Is it reasonable, for example, to be able to buy a tank-busting firearm used in military warfare, and capable of blasting through the walls of a school building from half a block away? No, it’s not. Nor is it reasonable for your average citizen to buy off-the-shelf hand grenades or other military weapons made for mass destruction. These restrictions are already in place. So, let’s agree that there is a “reasonable limit” on the types of military weapons that an individual should be able to buy.
On the flip side, is it reasonable to be able to buy a shotgun or any single-shot rifle? Absolutely it is — for sport and also for self-defense. The same is true for handguns and semi-automatic weapons.
But the AR-15s, or an AK-47 machine gun, were designed as a military weapon to kill high numbers of people in battle, but which are being used all too frequently in mass shootings in the United States. Is that a reasonable weapon to sell to any individual without at least a background check? Can’t we find some common ground to restrict such purchases?
And accessories like bump-stocks, large-capacity magazines for ammunition, and other means of creating weapons to kill large numbers of people should similarly be scrutinized under this same criteria: that is, what is “reasonable” for an individual to be able to freely buy versus what is the potential harm to the public, especially school children but also innocent people at a country western concert in Las Vegas, or a night club in Orlando, or a Sunday gathering at a church in rural Texas.

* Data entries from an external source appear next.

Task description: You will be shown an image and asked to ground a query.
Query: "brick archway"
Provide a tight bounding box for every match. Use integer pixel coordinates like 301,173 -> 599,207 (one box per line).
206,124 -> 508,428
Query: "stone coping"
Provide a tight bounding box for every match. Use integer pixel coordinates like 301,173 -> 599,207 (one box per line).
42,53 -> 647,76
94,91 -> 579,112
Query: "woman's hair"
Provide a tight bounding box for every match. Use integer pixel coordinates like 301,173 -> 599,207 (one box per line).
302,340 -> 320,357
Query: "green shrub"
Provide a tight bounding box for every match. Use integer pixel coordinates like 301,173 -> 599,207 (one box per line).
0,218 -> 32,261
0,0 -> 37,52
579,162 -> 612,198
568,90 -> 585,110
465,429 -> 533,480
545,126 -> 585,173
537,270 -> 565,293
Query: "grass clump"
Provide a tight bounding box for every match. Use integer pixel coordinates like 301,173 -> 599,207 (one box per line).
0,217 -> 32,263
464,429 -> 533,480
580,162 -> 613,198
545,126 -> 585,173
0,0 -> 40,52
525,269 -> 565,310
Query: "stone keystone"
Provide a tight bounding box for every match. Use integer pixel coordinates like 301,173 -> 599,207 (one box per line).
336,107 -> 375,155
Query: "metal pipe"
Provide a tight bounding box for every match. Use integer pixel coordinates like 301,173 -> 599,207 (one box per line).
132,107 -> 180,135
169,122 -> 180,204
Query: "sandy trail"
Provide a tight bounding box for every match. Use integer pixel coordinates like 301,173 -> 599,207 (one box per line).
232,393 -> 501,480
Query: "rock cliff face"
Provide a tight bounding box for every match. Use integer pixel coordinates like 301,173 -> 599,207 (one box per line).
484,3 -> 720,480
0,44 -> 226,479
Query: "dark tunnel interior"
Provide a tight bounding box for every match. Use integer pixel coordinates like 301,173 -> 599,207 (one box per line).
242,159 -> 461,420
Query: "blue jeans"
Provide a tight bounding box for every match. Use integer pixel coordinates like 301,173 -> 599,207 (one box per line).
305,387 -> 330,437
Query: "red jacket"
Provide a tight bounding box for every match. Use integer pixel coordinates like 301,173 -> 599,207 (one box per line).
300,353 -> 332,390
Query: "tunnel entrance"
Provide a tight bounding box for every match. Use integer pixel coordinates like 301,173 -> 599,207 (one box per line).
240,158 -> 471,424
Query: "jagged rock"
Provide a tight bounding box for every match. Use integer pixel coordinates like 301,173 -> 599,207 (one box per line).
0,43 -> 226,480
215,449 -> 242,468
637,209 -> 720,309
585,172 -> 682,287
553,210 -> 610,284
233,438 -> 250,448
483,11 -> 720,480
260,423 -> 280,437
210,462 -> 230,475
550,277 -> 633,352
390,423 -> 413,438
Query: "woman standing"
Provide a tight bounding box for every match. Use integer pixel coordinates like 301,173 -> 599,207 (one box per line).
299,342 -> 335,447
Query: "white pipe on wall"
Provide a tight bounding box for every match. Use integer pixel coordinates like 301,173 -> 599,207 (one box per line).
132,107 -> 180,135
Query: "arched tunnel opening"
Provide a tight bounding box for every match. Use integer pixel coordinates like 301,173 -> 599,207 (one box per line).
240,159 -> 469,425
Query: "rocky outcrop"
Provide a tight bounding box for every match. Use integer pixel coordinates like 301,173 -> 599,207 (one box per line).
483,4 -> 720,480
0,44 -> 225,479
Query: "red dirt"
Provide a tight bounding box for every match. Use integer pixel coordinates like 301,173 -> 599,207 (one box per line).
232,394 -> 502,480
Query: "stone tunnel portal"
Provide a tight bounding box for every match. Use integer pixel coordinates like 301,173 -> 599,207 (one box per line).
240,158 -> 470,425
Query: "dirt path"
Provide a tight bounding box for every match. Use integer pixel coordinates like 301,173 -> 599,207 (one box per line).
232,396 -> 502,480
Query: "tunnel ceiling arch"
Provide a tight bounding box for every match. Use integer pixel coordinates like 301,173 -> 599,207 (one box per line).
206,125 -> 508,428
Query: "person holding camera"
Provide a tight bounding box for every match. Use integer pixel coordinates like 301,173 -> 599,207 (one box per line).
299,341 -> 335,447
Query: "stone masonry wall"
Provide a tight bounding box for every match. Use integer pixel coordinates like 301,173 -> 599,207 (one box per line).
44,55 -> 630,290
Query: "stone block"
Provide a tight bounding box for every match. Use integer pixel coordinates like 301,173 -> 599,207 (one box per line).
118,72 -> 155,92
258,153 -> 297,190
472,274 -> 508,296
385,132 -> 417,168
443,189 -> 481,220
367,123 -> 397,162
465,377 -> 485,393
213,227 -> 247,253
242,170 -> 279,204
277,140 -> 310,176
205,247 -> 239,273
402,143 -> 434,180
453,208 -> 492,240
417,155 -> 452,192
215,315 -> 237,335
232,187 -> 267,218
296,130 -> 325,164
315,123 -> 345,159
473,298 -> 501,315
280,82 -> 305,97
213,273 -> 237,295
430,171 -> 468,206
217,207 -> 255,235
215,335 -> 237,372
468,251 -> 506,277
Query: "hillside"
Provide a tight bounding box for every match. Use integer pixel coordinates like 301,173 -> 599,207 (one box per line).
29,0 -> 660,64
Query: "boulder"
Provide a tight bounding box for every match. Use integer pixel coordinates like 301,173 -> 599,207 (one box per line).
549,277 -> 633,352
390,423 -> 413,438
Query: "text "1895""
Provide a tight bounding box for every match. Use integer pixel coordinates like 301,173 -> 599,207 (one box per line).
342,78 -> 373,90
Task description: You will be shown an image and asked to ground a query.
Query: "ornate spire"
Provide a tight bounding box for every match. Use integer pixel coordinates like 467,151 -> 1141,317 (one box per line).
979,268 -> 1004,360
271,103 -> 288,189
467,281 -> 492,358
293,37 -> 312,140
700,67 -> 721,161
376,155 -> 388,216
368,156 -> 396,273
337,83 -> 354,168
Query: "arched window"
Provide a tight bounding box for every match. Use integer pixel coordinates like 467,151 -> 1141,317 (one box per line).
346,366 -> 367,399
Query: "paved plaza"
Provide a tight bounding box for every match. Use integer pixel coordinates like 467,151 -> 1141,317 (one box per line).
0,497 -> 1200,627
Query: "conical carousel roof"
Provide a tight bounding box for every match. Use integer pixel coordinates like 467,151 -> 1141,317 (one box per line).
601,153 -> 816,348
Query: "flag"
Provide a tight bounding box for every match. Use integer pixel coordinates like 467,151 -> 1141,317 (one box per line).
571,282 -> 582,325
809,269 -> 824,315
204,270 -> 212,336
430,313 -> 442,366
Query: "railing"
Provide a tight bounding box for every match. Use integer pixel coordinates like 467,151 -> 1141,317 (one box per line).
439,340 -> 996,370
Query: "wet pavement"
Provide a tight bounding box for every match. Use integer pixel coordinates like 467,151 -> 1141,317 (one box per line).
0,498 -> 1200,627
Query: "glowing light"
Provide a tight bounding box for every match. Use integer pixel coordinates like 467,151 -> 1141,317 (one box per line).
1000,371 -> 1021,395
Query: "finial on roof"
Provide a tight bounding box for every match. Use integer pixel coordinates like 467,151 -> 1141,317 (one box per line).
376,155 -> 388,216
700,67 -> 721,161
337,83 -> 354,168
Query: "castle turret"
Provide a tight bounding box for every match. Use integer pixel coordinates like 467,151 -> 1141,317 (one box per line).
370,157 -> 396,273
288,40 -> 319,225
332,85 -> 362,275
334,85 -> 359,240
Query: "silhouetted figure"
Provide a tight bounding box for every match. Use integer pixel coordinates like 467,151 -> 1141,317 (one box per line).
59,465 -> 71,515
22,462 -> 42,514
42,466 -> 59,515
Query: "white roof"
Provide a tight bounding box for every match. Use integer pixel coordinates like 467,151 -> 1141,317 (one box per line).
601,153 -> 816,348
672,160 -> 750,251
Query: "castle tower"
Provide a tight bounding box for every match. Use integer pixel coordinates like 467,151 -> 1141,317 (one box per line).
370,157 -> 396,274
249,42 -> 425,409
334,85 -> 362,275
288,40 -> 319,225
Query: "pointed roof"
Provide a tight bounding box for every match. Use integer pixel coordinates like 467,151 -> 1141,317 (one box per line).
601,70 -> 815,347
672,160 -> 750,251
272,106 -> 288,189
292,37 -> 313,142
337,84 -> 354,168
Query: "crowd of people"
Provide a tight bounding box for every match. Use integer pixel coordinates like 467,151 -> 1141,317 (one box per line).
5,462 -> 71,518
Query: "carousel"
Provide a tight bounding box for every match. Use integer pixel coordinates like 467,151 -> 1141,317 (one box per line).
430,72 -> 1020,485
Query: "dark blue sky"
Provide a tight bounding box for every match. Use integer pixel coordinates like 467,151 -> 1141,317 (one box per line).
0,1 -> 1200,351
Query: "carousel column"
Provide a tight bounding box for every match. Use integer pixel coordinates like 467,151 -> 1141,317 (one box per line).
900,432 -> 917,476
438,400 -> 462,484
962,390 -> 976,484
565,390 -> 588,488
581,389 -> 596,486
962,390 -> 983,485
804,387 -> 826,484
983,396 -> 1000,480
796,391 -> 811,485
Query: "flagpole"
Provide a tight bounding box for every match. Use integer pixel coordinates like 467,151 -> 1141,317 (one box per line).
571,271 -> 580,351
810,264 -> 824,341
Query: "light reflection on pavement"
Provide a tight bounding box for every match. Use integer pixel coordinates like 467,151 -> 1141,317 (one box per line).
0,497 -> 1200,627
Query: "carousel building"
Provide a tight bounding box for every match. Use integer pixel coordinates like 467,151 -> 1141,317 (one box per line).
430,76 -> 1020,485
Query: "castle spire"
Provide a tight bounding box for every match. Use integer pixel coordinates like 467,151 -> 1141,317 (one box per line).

It’s a given that Americans will likely always have a culture far more accepting of gun ownership than other nations in the developed world, but that doesn’t mean it can’t be a culture that has a moral responsibility with that privilege and right.
There are signs of hope. This current student-led revolution has a chance to enact some of these sensible gun control measures if the majority of Americans, who polls say support such measures, stand behind them and threaten to toss elected officials out of office if they don’t listen.
In Vermont, these students and other have brought fresh attention to several gun control measures, and we’re pleased to note that the Addison Central School District board adopted a resolution this week urging the state legislature and Gov. Phil Scott to adopt four specific measures: S.6, a bill in the Senate urging universal background checks; H.422, a bill allowing law enforcement to remove guns from the scene of domestic violence; S.221, removing guns when a person shows signs that threaten or endanger others (mental instability); and H.876, prohibiting bump-fire stocks that can make semi-automatic weapons perform like machine guns. The resolution also urges the Legislature to draft and pass a measure to prevent the possession, sale or manufacture of military-style assault weapons.
Gun control measures will help considerably, but they won’t solve the problem by themselves. Detecting mental illness and treating it must be part of the solution, as well as helping students and teachers identify troubled classmates and learn how and when to speak up — as one student recently did at Fair Haven Union High School — before it’s too late.
Nor are we opposed to increased security at our schools, whether that is in the form of more armed guards or allowing teachers with proper training to have firearms nearby. Today’s students are demanding action, and as Gov. Scott said the other day, all options should be on the table.